As you’ve probably heard, Neil deGrasse Tyson has been accused of, and is being investigated for, inappropriate behavior with women. Three women have made accusations of varying severity, which is starting to add up.
Tyson has made a response to the accusations. I think it’s a good one. It is the case that if you are a popular celebrity with many encounters with the public, you’ll slip up now and then and cross a boundary that someone finds inappropriate, and the question is whether you can recognize that, draw back, and apologize with some sympathy for your accuser. Tyson demonstrates that here.
I’m sure it’s even more difficult for an exuberant fellow like Tyson. I’m recalling one event where he and I met for the first time, and he rushed over and gave me a great big bear hug — more than that, we practically had a wrestling match then and there. He’s passionate and enthusiastic and unreserved with everyone, and looking back on it…what if I were more reluctant to accept physical contact? What if I’d been a woman? How would that encounter have been interpreted? I can see how his wholeheartedness is going to occasionally get him into trouble, but I don’t want a timid, reserved Neil deGrasse Tyson.
As for the three accounts: 1) the production assistant who resigned from her job over the excessive intimacy: he apologized profusely, and he did not touch her inappropriately, nor has she accused him of that. He says, “had I known she was uncomfortable, I would have apologized on the spot, ended the evening”, and they parted on good terms.
2) The woman whose tattoo he examined a bit too intensely:
I only just learned (nine years after) that she thought this behavior creepy. That was never my intent and I’m deeply sorry to have made her feel that way. Had I been told of her discomfort in the moment, I would have offered this same apology eagerly, and on the spot. In my mind’s eye, I’m a friendly and accessible guy, but going forward, I can surely be more sensitive to people’s personal space, even in the midst of my planetary enthusiasm.
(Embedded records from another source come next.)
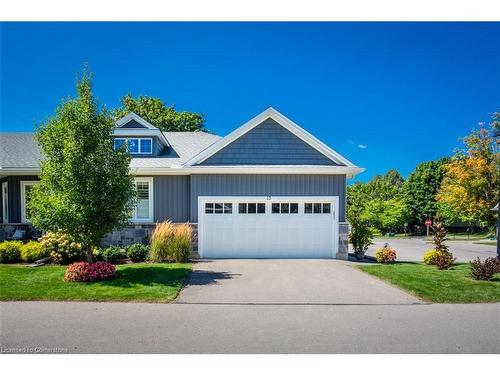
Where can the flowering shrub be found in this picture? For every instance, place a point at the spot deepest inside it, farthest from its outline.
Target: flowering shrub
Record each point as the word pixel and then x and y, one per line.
pixel 61 249
pixel 444 260
pixel 138 252
pixel 10 251
pixel 83 271
pixel 430 257
pixel 484 270
pixel 32 251
pixel 386 254
pixel 111 254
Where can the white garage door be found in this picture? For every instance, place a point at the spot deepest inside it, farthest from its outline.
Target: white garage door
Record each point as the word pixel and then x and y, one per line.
pixel 267 227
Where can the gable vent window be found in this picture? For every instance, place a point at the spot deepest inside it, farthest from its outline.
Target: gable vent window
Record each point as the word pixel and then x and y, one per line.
pixel 135 146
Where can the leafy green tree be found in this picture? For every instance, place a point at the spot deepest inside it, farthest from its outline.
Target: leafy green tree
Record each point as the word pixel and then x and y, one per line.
pixel 164 117
pixel 86 189
pixel 471 183
pixel 421 188
pixel 380 201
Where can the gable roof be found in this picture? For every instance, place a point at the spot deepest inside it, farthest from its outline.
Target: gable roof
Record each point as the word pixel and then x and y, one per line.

Isn’t that what we want, that people learn from their mistakes?
3) The Ahmet Tchiya accusations of rape: Something always seemed off about that, and Tyson admits to a relationship in grad school.
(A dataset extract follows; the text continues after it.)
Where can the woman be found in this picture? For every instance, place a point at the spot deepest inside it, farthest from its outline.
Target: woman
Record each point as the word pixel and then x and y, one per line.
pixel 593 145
I remember being intimate only a few times, all at her apartment, but the chemistry wasn’t there. So the relationship faded quickly. There was nothing otherwise odd or unusual about this friendship.
That seems reasonable. This, though, is a case where a fleeting intimacy turned weird over the years.
For me, what was most significant, was that in this new life, long after dropping out of astrophysics graduate school, she was posting videos of colored tuning forks endowed with vibrational therapeutic energy that she channels from the orbiting planets. As a scientist, I found this odd. Meanwhile, according to her blog posts, the drug and rape allegation comes from an assumption of what happened to her during a night that she cannot remember. It is as though a false memory had been implanted, which, because it never actually happened, had to be remembered as an evening she doesn’t remember. Nor does she remember waking up the next morning and going to the office. I kept a record of everything she posted, in case her stories morphed over time. So this is sad, which, for me, defies explanation.
This behavior is also not unusual or exceptional or unbelievable. Barring other evidence, we have to accept it.
I also appreciate his final sentiment.
That brings us back to the value of an independent investigation, which FOX/NatGeo (the networks on which Cosmos and StarTalk air) announced that they will conduct. I welcome this.
What? He’s not going to throw a tantrum and sue everyone in sight? How refreshing. It is also how an innocent man would respond to an accusation.
Unless the investigation uncovers something truly sordid, I’m satisfied that Tyson wants to make amends, and is simply a guy who is perhaps a bit more exuberant than most. I’d accept a hug from him anytime, although maybe he needs to learn to ask permission first.
OK, he definitely needs to learn to respect boundaries more.